38 Deckfarbenminiaturen: 29 Darstellungen zu Text 1, eine zu Text 3, acht zu Text 4 (siehe Stoffgruppe 126. Tiere). Ein Maler – außerdem wird eine weitere Hand für die Szene Jesus im Garten Gethsemane und die darauf folgende Initiale vermutet (59v–60r), wobei kaum stilistische Veränderungen zur restlichen Handschrift auffallen. Die Abweichung in der Ausführung ist vielmehr durch das sakrale Motiv zu erklären, so dass die Handschrift auch nur von einer Hand illustriert sein kann bzw. von zwei Malern, die zusammen arbeiteten, weshalb eine Händescheidung nur bedingt möglich ist.
Bis auf wenige Ausnahmen sind die Darstellungen in mehrfach gerahmten Medaillons ausgeführt worden, die etwa sieben Zeilen hoch sind. Anstelle einer Initiale leiten sie die jeweilig zugehörige Textpassage ein. Nur die sieben Planeten und der Zodiakusmann werden in eckigen, etwa neun Zeilen hohen Bildfeldern illustriert (ohne Rahmen).

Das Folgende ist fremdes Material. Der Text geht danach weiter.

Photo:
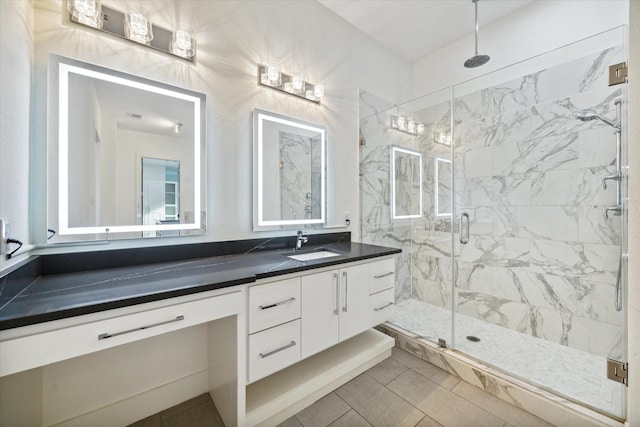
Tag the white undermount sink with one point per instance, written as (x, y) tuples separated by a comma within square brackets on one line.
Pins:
[(313, 255)]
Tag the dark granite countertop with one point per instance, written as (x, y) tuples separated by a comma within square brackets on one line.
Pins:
[(45, 292)]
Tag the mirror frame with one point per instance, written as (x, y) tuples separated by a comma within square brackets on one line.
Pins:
[(59, 69), (396, 151), (259, 221), (436, 176)]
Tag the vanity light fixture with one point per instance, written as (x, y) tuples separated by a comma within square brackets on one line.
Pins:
[(410, 126), (442, 137), (138, 28), (293, 84), (183, 44), (132, 26), (87, 12)]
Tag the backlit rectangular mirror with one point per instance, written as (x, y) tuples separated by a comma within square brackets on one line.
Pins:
[(406, 183), (126, 155), (442, 187), (289, 172)]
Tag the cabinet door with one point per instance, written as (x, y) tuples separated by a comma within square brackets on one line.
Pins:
[(354, 301), (320, 311)]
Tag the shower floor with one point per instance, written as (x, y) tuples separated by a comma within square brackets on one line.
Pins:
[(575, 374)]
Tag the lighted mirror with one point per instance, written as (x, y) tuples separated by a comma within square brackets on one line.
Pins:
[(442, 187), (126, 155), (289, 172), (406, 183)]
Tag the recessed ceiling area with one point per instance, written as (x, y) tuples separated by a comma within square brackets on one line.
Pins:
[(415, 28)]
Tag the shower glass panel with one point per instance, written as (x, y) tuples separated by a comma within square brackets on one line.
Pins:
[(535, 285), (523, 271), (423, 270)]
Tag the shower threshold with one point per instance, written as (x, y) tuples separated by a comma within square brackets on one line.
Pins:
[(578, 376)]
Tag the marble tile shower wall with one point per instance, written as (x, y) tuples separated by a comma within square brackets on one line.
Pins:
[(542, 258)]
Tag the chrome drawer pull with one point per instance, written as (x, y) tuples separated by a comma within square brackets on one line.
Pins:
[(115, 334), (383, 275), (335, 276), (346, 292), (383, 307), (264, 307), (277, 350)]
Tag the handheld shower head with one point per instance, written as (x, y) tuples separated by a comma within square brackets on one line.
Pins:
[(586, 115), (477, 59)]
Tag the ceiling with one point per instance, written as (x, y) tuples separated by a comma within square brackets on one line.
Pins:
[(415, 28)]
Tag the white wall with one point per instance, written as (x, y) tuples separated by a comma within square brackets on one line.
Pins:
[(633, 300), (233, 37), (542, 26), (16, 48)]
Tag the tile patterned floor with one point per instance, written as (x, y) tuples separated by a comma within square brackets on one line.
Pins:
[(402, 390)]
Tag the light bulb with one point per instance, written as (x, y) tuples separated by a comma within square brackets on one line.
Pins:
[(273, 73), (182, 44), (318, 91), (138, 28), (297, 82)]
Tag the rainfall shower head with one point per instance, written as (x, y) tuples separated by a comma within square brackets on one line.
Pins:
[(476, 60), (586, 115)]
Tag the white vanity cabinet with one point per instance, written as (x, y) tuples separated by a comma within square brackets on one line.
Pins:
[(381, 289), (335, 307), (274, 327)]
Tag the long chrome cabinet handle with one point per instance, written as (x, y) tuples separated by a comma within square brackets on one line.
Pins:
[(277, 350), (383, 275), (275, 304), (464, 230), (115, 334), (346, 291), (383, 307), (337, 279)]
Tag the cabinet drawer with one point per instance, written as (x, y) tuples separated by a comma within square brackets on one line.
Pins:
[(381, 307), (41, 349), (382, 275), (273, 349), (272, 304)]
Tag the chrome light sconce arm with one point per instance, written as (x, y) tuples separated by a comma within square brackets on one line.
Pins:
[(406, 125), (132, 26), (292, 84)]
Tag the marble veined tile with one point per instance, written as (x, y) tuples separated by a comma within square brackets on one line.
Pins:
[(594, 227), (596, 301), (597, 147), (573, 373), (537, 222)]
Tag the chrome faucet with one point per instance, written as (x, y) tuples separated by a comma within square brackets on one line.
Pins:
[(301, 239)]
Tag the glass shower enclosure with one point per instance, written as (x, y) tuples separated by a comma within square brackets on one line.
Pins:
[(517, 260)]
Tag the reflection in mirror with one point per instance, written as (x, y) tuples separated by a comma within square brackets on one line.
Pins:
[(289, 171), (406, 183), (442, 186), (160, 194), (127, 155)]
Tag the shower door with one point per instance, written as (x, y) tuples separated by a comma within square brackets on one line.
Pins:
[(538, 235)]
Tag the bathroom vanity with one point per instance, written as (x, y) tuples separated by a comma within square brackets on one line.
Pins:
[(107, 341)]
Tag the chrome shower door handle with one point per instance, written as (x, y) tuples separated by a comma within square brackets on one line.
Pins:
[(464, 228)]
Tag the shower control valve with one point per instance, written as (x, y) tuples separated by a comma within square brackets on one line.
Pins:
[(613, 177)]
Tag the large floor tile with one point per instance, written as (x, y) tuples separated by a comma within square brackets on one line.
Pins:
[(425, 369), (387, 370), (441, 404), (323, 412), (498, 407), (351, 419), (378, 405)]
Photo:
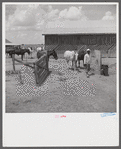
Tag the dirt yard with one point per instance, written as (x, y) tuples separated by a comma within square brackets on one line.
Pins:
[(64, 90)]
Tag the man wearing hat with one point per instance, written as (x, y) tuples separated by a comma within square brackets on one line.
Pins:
[(87, 60)]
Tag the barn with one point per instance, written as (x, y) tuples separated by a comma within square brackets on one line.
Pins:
[(71, 39)]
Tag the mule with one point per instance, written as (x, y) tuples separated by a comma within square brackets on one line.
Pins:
[(19, 52), (48, 53)]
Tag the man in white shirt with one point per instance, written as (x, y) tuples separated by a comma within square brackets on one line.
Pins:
[(87, 60)]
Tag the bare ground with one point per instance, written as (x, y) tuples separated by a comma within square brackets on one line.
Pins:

Ganzseitig und freigestellt gezeigt ist der Aderlassmann mit umgebender, sehr ausführlicher Beschriftung. Nahezu eine Seite (mit Ausnahme einer Zeile) nimmt das Gebet Jesu am Ölberg (etwa 17 Zeilen hoch) in einem gerahmten Medaillon ein, aus dem Ranken erwachsen.
Die Handschrift ist aufwendig und in satten Farben gestaltet. Die Rahmen sind in der Regel mehrfarbig mit Weißhöhungen. Alle Szenen spielen sich vor einem tiefblauen Hintergrund ab (meist grüner Untergrund oder ein angedeuteter Innenraum), den zum Teil goldene Sterne zieren (nur der Zodiakusmann vor einem schwarzen, der beschriftete Aderlassmann ohne Hintergrund). Abgesehen von Sol stehen alle Planetenfiguren in einem schwarzen Innenraum, der keine Decke besitzt, wodurch der Sternenhimmel über ihnen zu sehen ist. Die Figuren sind fein und detailliert wiedergegeben, in modischer Kleidung und zartem Faltenwurf.
siehe Bildthementabelle in der Untergruppeneinleitung 87.1. Es fällt auf, dass die üblicherweise vorhandenen Darstellungen der Tierkreiszeichen im Kalenderteil fehlen. Eventuell sollten diese am unteren Rand der Buchseite angebracht werden, wo Platz frei wäre, es sind aber keine Kreise dafür vorgezeichnet worden. Im Kalenderteil sind Illustrationen der Tierkreiszeichen nicht zwingend Teil des Bildprogramms. Ebenso fehlen hier die Monatsregeln und die Abbildungen der Monatsarbeiten. Die Darstellung von Jesus im Garten Gethsemane und die darauf folgenden Gebete machen deutlich, dass körperliche Gesundheit im Zusammenhang mit religiösem Handeln steht (vgl. Nr. 87.1.18.).
Weiß, Gelb, Orange, Inkarnat, Rosa, Rot, Grün, Blau, Braun, Grau, Schwarz, Gold.
Handschriftencensus; https://digi.ub.uni-heidelberg.de/diglit/miller2005/0465/image
Abb. 45: 29v. Phlegmatiker.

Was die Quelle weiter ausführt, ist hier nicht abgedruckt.